"You're mighty particular! Yes, it would, too! Jest you listen to me!
Now if so be we were to go and publish about Marian's fortune, we'd have
a whole herd of fortune hunters, who don't care a cent for anything but
fortune, running after and worrying the life out of her, and maybe one
of them marrying of her, and spending of her money, and bringing of her
to poverty, and breaking of her heart. Whereas, if we keep the secret of
the estate to ourselves, you, who desarve her, because you 'counted her
all the same when she was poor, and who'd take good care of her
property, and her, too--would have her all to yourself, and nobody to
interfere. Don't you see?"
"Well, to be sure--when one looks at the thing in this light,"

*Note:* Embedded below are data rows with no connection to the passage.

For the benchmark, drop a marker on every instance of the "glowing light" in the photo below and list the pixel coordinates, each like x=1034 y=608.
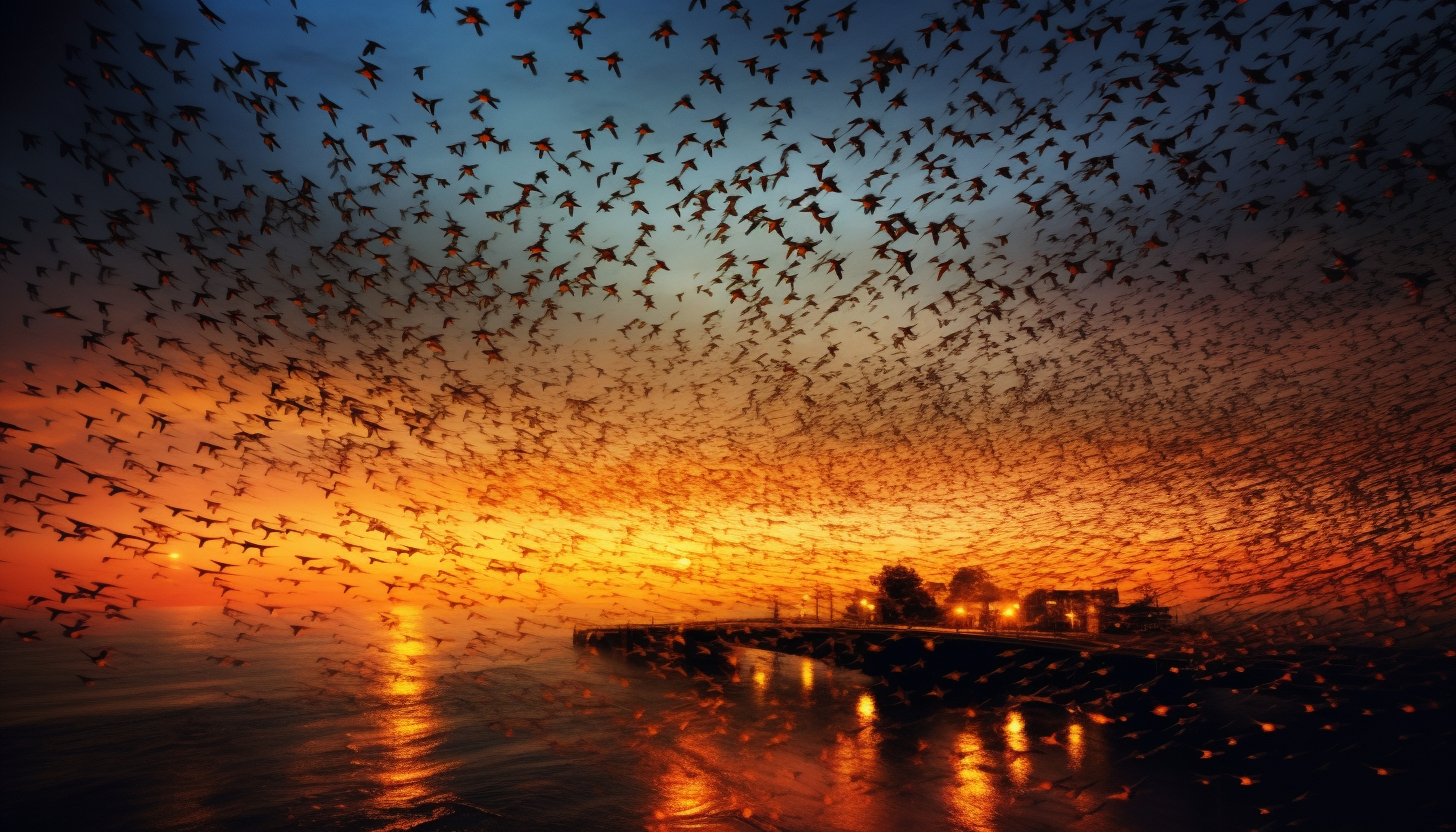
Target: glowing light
x=865 y=708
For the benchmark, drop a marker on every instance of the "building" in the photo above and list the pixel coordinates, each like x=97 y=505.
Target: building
x=1067 y=609
x=1139 y=617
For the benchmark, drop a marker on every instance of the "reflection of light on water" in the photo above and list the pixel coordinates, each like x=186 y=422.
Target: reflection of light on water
x=1076 y=746
x=971 y=799
x=685 y=793
x=408 y=721
x=865 y=707
x=856 y=767
x=1018 y=767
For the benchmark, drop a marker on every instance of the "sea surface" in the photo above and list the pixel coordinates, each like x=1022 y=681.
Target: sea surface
x=190 y=727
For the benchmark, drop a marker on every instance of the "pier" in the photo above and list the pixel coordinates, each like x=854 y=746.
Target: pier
x=910 y=662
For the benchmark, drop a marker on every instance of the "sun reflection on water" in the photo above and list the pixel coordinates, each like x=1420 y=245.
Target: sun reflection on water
x=409 y=729
x=971 y=800
x=1018 y=765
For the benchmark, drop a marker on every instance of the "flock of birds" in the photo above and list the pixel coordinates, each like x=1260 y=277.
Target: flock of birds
x=1089 y=295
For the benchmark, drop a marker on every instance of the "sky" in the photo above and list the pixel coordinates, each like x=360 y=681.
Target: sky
x=1076 y=296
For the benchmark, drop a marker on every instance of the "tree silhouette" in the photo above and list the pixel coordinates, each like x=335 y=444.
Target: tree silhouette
x=903 y=598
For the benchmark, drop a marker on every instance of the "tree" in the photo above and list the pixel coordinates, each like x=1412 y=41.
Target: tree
x=973 y=585
x=903 y=598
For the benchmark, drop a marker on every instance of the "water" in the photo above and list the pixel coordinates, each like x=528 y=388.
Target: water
x=388 y=730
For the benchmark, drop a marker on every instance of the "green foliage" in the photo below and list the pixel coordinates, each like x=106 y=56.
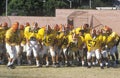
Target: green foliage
x=47 y=8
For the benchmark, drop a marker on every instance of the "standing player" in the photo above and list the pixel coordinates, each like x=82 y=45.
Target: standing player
x=31 y=34
x=12 y=42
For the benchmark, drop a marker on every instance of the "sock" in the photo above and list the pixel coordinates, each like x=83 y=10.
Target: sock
x=83 y=63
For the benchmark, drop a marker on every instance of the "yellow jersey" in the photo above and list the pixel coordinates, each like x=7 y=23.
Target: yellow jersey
x=13 y=37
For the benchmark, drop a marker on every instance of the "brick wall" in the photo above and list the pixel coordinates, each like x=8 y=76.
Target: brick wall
x=106 y=17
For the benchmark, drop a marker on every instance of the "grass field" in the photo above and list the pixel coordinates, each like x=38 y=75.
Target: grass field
x=62 y=72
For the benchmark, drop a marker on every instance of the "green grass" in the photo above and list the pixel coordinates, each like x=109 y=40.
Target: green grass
x=63 y=72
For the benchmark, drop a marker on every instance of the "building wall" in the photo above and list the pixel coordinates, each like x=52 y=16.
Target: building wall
x=106 y=17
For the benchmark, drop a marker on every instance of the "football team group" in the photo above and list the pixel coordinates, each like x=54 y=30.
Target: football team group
x=58 y=45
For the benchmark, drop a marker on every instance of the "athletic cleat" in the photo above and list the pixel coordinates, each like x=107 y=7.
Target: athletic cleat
x=102 y=67
x=55 y=66
x=89 y=67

deliberated the sorely-tempted lover.
"Of course! And that's the only light to look at it in! Don't you see?
Why, by gracious! it seems to me as if we were doing Marian the greatest
favor."
CHAPTER XX.
AS A LAST RESORT.
In the meantime Marian's heart was weighed down by a new cause of sorrow
and anxiety. Thurston never approached her now, either in person or by
letter. She never saw him, except at the church, the lecture-room, or in
mixed companies, where he kept himself aloof from her and devoted
himself to the beautiful and accomplished heiress Angelica Le Roy, to
whom rumor gave him as an accepted suitor.